She also warned that attempts to coerce employees into relocation would trigger widespread industrial unrest and possibly legal action by people whose basic employment rights were being violated.
The union’s National Industrial Secretary, Michael Halpenny, said that the decision to decentralise was taken without prior notice or consultation with the workers concerned or their unions. Nor had any rationale ever been provided to explain the decisions to move specific agencies to particular locations.
FÁS Branch Organiser Greg Ennis, whose members at the agency’s head office held a one day strike today, said that the proposal to relocate in Birr would seriously compromise its corporate skills, knowledge base and ability to provide services to the public. Not only that, but the agency had to shed 150 jobs by the end of the year so that recruitment of extra staff to duplicate functions of people who remained in Dublin was not an option.
A representative picket of SIPTU members from the agencies affected will take place at lunchtime tomorrow outside the offices of Tom Parlon, the Minister responsible for implementing the decentralisation programme, at the Office of Public Work in St Stephen’s Green.
Ms King said that the Department of Finance was pressurising other semi-state agencies to adopt similar tactics to FÁS in order to force through decentralisation.

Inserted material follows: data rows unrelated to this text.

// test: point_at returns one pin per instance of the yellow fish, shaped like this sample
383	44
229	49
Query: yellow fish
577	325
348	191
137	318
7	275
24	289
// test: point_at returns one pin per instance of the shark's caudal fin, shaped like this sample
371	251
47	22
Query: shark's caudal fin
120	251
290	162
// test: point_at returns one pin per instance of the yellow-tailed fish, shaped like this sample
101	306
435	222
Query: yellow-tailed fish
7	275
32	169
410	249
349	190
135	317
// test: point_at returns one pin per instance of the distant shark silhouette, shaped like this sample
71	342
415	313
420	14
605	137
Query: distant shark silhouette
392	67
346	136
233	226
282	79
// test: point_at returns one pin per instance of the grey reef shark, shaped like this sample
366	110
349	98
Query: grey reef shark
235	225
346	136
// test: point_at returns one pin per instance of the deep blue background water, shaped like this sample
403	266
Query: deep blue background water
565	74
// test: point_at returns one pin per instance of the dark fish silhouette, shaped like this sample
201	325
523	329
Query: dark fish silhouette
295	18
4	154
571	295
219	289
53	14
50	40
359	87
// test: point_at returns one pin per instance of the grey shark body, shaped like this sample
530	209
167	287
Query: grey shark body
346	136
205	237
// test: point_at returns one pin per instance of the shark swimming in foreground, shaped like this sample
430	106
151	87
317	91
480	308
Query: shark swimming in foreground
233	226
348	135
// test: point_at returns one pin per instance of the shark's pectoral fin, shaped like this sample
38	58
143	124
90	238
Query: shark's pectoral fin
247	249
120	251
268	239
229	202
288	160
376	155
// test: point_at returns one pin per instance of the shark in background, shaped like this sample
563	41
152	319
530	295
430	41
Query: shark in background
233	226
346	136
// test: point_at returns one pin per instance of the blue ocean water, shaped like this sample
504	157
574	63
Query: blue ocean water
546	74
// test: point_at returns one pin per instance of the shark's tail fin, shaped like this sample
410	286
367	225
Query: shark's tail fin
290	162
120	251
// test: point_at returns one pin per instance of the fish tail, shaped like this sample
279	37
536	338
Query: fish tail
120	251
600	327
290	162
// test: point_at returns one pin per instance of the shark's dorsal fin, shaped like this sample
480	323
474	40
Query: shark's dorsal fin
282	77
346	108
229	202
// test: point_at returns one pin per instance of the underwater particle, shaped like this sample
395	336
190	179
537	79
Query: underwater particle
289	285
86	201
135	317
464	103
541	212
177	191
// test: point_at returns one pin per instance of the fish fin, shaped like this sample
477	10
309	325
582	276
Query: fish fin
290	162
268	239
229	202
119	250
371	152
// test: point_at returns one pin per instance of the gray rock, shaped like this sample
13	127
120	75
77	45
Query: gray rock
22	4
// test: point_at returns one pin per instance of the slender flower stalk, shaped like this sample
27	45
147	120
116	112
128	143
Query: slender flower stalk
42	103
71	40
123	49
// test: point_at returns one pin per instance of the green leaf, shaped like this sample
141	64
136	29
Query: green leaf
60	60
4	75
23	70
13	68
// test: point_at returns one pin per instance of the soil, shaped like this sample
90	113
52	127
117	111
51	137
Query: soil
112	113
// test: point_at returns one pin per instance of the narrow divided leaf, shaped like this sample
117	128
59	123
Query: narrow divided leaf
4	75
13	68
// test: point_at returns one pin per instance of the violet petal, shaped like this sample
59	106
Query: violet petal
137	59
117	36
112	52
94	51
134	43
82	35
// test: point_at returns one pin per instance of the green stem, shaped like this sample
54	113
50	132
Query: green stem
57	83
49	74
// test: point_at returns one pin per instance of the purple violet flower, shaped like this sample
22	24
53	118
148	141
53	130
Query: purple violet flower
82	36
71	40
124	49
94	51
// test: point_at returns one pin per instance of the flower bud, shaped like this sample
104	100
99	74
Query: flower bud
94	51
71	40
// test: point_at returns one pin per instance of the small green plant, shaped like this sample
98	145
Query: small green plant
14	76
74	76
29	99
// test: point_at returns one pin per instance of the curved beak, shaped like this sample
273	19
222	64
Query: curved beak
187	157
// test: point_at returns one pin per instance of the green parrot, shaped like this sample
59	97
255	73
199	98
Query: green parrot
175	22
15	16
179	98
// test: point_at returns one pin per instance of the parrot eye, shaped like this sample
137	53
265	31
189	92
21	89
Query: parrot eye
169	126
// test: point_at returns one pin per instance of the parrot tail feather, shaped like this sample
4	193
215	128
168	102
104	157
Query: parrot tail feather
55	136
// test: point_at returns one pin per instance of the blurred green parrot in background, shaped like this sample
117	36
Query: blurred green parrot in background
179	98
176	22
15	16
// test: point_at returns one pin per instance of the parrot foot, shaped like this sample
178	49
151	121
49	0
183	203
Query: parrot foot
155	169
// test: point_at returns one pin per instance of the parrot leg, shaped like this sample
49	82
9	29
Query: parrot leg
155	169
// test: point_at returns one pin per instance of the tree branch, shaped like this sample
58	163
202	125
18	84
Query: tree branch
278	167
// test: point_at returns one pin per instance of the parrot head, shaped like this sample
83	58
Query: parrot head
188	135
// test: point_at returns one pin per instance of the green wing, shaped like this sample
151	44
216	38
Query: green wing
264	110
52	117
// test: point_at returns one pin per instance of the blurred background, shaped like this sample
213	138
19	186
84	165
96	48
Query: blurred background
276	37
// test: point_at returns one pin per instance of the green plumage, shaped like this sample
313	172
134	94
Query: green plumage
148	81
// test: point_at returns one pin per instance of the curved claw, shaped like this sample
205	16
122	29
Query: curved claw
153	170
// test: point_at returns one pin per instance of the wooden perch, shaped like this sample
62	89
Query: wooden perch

SIPTU is not opposed to decentralisation and the relocation of staff on a voluntary basis. “Unfortunately the Government, and the Department of Finance in particular, have not been prepared to adopt a voluntary approach.
“Given the inherent dangers of their present strategy and the possibility of widespread industrial disruption that could result and, given that the employment conditions and personal circumstances of our members are very different from those of civil servants, I would urge the government to review its decision to include the non-commercial semi-state agencies from its decentralisation programme as a matter of urgency.”